José García Domínguez
Acaso intuyendo el rastro de la heterodoxia en un párrafo a cuenta del gregarismo manifiesto de los catalanes, don Percival Manglano ha dado en afear mi escepticismo antropológico, el que me impide creer en esa fantasía prometeica tan cara a algunos liberales llamada individuo. Sostenía yo en aquel escrito que los individuos no existen, que lo que existe es la gente, cosa bien distante y distinta, por lo común tan huérfana de épica como de lírica. Aunque sentenciar, por ejemplo, que en este mundo ya no proliferan la belleza o la bondad no significaría estar contra la belleza y contra la bondad; simplemente, se trataría de una triste constatación empírica. De modo análogo, descreer del individuo, esa ficción utópica por entero soberana, autónoma e independiente, no implica en absoluto repudiar sus atributos ideales; solo se trata de una muy desoladora observación fáctica.
Que me equivoco al no dar carta de naturaleza a la quimera en cuestión, enfatiza el señor Manglano en el título de su pieza crítica. Pero ahí quien yerra, me temo, es él. Porque el error, de serlo, no habría que atribuírmelo a mí sino a San Agustín de Hipona. Y es que, igual que la historia toda de la filosofía constituye una pequeña nota a pie de página en la obra de Platón, la gran querella política de la Modernidad está incluida por entero en una legendaria disputa teologal que se produjo hace mil seiscientos años, la que enfrentara al predicador Pelagio con San Agustín. Optimista crónico, Pelagio infiere del libro del Génesis que el hombre es libre para decidir por sí mismo, al haber sido creado a imagen y semejanza de Dios; en gozosa consecuencia, la soberana voluntad de ese ser ungido por la divinidad no conocería límites. De Marx a Von Mises y de Hayek a Lenin, la totalidad de los hijos putativos de la Ilustración, tanto los de la rama socialista como los de la liberal, no son más que simples epígonos secularizados de Pelagio.

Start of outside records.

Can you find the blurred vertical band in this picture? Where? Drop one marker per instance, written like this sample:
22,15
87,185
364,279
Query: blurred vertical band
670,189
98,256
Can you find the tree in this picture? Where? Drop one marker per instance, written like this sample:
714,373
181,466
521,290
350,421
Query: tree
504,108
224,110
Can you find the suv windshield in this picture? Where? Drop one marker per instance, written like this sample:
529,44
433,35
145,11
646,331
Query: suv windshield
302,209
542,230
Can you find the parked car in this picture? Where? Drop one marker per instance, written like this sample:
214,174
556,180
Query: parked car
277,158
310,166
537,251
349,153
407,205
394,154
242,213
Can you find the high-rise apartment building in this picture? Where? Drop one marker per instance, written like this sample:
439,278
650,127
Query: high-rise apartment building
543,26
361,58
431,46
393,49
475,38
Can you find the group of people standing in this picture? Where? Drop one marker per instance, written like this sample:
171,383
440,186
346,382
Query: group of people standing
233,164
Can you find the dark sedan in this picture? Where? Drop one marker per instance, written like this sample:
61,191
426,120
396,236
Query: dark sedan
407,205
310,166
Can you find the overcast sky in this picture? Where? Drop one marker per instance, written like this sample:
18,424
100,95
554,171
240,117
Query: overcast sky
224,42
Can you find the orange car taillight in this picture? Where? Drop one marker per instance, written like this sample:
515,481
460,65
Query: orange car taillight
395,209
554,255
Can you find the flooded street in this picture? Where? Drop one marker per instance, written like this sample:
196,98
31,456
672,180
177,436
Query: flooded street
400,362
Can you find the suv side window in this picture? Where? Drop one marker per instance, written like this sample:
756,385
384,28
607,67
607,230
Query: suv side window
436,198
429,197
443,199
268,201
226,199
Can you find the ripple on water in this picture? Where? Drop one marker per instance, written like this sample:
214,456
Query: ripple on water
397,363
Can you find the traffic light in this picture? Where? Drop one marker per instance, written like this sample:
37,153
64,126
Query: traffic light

Agustín, a diferencia de Pelagio, no era un miembro de la elite intelectual que apenas conociera al pueblo de oídas. En su calidad de cura y obispo, Agustín tuvo que tratar con la pobre gente a diario. El de Hipona accedió a la condición humana no por los libros, sino por la vida. Por eso sabía que los hombres, los reales, los de carne y hueso, son como niños, incapaces de gobernar sus apetitos y sus pasiones. Para el autor de las Confesiones, el hombre no es más que un pobre juguete en manos de fuerzas irracionales que no controla. En la psicología agustiniana la libertad es una mera ilusión. Y no se equivoca. Ése sería, por cierto, el significado último de un pecado, el original, imposible de redimir. De Montesquieu a Isaiah Berlin, y de Hobbes a John Gray, los apóstoles del liberalismo escéptico son descendientes en línea directa de San Agustín. ¿Quién representa, pues, la ortodoxia del liberalismo? La respuesta es simple: nadie. La ortodoxia, como el individuo, tampoco existe.